Economic-development zones also are an idea that have been around for a while.
In Southwest Florida, there are special zones to encourage development in North Sarasota, around the struggling Newtown area, and at 5,000 acres surrounding the Port of Manatee, for instance.
Attracting business with incentives and relying on airports to be development anchors poses risks, too.
Pittsburgh relied too heavily on US Airways, and when it removed its hub in 2004 and reduced service further in 2008, flights dwindled to 150 from 600 a day.
Today, much of the land that was part of Pittsburgh International’s long-term economic plan remains unused.
“There are parallels between Bradley and Pittsburgh,” said Greg Lindsay, who wrote “Aerotropolis” with Kasarda.
Both airport communities, for instance, were onetime commercial linchpins and are now “worried about drifting into obscurity as service is cut back,” Lindsay said.
These days, Bradley is served by seven airlines, though it is campaigning for new flights.

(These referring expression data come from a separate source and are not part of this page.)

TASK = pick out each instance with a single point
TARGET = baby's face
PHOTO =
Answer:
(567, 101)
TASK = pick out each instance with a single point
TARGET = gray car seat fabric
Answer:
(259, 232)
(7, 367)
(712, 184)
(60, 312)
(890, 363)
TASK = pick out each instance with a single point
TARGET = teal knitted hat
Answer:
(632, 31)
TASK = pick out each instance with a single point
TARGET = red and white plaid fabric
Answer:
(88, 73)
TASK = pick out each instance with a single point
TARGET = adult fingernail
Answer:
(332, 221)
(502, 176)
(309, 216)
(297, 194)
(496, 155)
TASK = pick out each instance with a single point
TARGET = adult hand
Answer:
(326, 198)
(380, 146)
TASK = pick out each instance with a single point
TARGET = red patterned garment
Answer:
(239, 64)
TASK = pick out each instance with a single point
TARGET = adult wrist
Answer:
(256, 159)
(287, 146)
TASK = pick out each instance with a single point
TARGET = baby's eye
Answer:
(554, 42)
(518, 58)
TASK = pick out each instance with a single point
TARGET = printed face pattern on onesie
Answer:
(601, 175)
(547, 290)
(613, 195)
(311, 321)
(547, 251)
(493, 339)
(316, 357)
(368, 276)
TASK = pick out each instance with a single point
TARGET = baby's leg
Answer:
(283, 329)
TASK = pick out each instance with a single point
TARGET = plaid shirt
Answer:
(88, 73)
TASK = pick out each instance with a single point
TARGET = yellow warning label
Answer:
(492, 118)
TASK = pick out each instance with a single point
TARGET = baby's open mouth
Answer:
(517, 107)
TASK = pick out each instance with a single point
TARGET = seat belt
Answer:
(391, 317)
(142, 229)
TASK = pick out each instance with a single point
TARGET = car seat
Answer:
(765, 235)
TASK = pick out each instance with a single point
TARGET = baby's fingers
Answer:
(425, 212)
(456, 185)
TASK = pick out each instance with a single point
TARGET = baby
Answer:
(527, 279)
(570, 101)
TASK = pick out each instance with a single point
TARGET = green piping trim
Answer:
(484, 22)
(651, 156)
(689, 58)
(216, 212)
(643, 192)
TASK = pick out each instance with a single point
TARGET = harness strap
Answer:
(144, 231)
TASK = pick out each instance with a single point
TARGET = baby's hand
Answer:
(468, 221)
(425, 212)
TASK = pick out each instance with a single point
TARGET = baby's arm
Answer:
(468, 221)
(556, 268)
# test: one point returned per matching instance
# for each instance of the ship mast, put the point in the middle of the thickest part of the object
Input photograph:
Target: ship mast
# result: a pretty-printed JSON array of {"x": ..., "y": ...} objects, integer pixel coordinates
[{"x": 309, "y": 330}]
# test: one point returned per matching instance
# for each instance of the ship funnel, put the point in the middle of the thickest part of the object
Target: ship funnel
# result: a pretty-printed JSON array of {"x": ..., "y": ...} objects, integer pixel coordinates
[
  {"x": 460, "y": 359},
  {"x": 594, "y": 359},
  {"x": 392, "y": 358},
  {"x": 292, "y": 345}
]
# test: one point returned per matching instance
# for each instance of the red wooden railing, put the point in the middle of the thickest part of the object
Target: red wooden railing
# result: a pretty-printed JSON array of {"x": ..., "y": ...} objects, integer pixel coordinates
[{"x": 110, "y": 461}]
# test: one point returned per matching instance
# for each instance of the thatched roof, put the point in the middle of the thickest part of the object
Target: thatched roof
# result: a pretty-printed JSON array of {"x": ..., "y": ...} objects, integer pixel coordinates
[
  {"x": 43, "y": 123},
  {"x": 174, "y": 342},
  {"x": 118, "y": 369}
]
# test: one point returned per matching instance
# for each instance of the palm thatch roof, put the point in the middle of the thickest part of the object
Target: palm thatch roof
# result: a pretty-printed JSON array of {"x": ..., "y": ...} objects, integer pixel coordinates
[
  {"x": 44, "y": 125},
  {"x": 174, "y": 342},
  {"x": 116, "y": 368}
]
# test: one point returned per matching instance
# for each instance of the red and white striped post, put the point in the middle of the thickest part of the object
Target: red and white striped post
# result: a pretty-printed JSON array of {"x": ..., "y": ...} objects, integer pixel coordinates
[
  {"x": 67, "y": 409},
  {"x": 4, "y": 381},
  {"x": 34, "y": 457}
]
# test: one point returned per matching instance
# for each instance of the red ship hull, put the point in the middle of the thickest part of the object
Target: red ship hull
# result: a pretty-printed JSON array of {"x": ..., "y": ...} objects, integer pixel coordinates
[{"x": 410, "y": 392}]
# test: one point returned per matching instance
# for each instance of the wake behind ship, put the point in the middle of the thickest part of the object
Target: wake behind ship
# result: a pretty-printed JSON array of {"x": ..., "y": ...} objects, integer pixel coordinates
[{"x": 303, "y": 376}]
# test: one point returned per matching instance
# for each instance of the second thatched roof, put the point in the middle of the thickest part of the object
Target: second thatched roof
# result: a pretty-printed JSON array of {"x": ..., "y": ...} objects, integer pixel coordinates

The state is considering offering a reduction in landing fees and other fees to airlines willing to bring transcontinental and international service to the airport. Sarasota-Bradenton, by comparison, regularly makes such concessions to airlines to lure them.
“We are targeting specific routes to make it more lucrative for a carrier to offer service at Bradley,” said Kevin A. Dillon, the airport’s executive director. “We’re trying to get business that will generate travel and also generate employment in the area.”